Looking at that space, I presume the shower will be sitting against the left and top walls therefore best to fit the dwangs along where all the outside edges of the tray will sit, then lay the 18mm screw tight to the joists/batons then use some silicone to 'glue' the 3.6mm on top and screw that down onto the board @ 150mm spacing with 25mm screws and that will increase the whole board thickness to 21.6mm. Then tape all the corners/joins (primer the space, then a coating of membrane in the corners/joins and stick the edging tape to that then paint over it to seal) and at least 2 coats of the membrane - let one dry properly first.

Again, as far as the plasterboard is concerned it doesn't really matter if it's moisture resistant, TBH there isn't really such a thing but again just tank it well.
 
Hard to tell which ply it is from a pic though the colour does suggest it's hardwood, softwood tends to be lighter. No matter, as long as it's tanked well and properly supported.

Looking at that space, I presume the shower will be sitting against the left and top walls therefore best to fit the dwangs along where all the outside edges of the tray will sit, then lay the 18mm screw tight to the joists/batons then use some silicone to 'glue' the 3.6mm on top and screw that down onto the board @ 150mm spacing with 25mm screws and that will increase the whole board thickness to 21.6mm. Then tape all the corners/joins (primer the space, then a coating of membrane in the corners/joins and stick the edging tape to that then paint over it to seal) and at least 2 coats of the membrane - let one dry properly first.

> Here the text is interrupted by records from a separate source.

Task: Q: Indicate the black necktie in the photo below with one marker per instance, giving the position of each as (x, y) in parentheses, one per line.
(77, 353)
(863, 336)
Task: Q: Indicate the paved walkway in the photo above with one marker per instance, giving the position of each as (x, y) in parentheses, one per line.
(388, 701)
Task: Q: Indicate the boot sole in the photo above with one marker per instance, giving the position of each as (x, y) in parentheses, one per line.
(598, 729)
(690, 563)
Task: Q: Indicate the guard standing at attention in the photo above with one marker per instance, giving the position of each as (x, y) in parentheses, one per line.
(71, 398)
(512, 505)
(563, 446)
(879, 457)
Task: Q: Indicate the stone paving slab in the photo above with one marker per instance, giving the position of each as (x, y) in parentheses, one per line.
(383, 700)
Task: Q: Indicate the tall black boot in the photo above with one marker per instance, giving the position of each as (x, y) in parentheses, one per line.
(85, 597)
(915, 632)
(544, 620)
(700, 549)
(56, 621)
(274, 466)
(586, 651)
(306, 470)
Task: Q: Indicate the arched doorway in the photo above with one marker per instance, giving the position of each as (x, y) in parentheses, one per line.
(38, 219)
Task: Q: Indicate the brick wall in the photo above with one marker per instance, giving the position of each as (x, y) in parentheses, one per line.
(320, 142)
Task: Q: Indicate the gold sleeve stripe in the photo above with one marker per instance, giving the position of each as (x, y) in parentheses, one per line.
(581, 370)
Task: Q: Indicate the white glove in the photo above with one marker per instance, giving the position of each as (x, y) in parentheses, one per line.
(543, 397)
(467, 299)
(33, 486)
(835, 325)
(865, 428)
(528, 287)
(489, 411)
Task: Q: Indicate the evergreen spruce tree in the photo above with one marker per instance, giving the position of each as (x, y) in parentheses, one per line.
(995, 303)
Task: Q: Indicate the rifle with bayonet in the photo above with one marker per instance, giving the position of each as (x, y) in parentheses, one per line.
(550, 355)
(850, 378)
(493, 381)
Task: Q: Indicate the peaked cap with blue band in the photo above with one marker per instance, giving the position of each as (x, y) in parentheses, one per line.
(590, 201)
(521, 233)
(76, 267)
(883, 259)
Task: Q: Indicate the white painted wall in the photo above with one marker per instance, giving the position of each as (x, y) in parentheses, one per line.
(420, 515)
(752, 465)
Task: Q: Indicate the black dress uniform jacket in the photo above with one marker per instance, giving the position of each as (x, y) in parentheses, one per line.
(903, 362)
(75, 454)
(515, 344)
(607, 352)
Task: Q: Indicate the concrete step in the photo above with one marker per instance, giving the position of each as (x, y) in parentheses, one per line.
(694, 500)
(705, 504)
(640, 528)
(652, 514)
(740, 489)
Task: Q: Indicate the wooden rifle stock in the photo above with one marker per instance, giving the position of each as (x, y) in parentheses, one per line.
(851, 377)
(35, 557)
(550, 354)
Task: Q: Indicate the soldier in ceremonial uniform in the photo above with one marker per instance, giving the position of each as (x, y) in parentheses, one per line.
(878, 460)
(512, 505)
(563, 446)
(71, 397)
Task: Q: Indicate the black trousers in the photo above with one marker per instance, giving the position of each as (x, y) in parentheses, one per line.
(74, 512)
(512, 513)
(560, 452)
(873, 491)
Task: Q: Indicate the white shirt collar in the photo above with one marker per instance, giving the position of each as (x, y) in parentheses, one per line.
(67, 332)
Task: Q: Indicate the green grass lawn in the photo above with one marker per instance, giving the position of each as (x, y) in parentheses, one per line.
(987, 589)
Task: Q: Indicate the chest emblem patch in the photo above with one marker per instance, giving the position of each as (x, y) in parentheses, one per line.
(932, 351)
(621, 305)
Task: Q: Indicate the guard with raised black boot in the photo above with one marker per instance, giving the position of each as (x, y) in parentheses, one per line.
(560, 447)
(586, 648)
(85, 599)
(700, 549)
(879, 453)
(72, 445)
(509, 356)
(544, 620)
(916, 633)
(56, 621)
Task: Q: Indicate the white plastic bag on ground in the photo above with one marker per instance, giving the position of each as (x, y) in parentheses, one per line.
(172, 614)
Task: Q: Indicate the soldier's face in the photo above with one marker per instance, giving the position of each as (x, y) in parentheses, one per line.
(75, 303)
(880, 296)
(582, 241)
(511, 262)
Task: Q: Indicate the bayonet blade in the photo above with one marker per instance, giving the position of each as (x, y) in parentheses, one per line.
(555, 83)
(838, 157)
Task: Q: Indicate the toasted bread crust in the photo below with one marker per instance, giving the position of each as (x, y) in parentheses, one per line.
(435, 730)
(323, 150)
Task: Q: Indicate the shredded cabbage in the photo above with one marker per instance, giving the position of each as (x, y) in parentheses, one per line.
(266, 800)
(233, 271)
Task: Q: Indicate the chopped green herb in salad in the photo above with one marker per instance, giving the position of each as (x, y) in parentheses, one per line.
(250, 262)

Again, as far as the plasterboard is concerned it doesn't really matter if it's moisture resistant, TBH there isn't really such a thing but again just tank it well.
Thanks Rob, sounds like a plan. I can cut the 600mm width ply I have as the tray is 800mm into 2 pieces 600mm x 800mm for the 800mm x 1200mm tray and tape that up then add the thinner layer of ply and repeat...all a bit more work but want to do it right, the pipe waste not easy to get to going to use a Macalpine flexi pipe from the shower waste to the pipe underneath...thanks again mate.